Meskipun Oshino bahkan mengakuui kondisi local berpengaruh.
“Tidak harus kepiting, sungguh. Bisa juga kelinci. Beberapa cerita bahkan ada wanita cantiknya – tidak seperti Shinobu-chan atau semacamnya, tapi cerita itu ada.”
“Hah..seperti pola di bulan.”
Apakah kita sudah terbiasa memanggilnya Shinobu-chan?
Mendadak aku merasa kasihan padanya.
Pernah menjadi vampire legendaris…
Sekarang dipanggil ‘-chan’
“Tapi jika kamu bilang bertemu kepiting, maka anggaplah itu memang kepiting. Lagipula jenis yang umum.”
“Tapi apa itu?” Senjougahara menggeram. “Aku tidak peduli apa namanya.”

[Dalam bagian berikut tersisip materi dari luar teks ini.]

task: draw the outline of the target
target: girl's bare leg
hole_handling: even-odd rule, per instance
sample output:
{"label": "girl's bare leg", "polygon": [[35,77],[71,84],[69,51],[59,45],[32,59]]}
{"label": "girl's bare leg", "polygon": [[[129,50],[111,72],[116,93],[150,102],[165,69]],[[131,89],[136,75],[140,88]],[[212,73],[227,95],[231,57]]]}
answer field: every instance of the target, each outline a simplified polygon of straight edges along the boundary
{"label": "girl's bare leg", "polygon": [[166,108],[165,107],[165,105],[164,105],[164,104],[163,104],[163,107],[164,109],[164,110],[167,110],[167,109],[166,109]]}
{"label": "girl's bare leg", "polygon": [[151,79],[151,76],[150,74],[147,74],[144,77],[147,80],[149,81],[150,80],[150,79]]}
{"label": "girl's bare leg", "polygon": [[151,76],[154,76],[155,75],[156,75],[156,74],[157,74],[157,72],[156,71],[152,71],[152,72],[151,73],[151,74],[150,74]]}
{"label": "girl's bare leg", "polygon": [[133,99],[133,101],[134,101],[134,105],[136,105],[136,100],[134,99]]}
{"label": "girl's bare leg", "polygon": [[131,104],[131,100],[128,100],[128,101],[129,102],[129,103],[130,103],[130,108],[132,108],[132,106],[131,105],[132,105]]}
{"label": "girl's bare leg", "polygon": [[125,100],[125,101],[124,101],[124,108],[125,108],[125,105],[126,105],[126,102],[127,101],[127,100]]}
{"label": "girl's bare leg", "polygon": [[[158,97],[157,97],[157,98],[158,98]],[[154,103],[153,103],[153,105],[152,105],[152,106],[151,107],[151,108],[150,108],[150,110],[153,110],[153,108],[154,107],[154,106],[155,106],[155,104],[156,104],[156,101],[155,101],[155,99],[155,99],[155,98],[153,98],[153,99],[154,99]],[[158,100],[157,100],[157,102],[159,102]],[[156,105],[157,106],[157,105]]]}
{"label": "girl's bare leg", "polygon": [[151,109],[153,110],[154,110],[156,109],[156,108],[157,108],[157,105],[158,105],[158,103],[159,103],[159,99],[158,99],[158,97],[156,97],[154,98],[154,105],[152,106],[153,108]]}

“Tapi kamu melakukannya. Nama adalah segalanya. Seperti yang kukatakan pada Araragi-kun, tidak harus kepiting di Gunung Kyushu. Bisa lebih ke utara, tapi tidak banyak dari mereka yang berhasil turun ke Kyusu.”
“Mereka punya air tawar.”
“Mungkin begitu, tapi bukan itu intinya.”
“Lalu apa intinya?”
“Itu biasanya bukan kepiting. Biasanya adalah dewa – ‘kami’ bukan ‘kani’. Dewa berat berubah menjadi kepiting. Maksudku, ini hanya teoriku saja. Banyak orang berasumsi sebaliknya. Atau setidaknya bersikeras bahwa mereka keduanya memang ada dari awal.”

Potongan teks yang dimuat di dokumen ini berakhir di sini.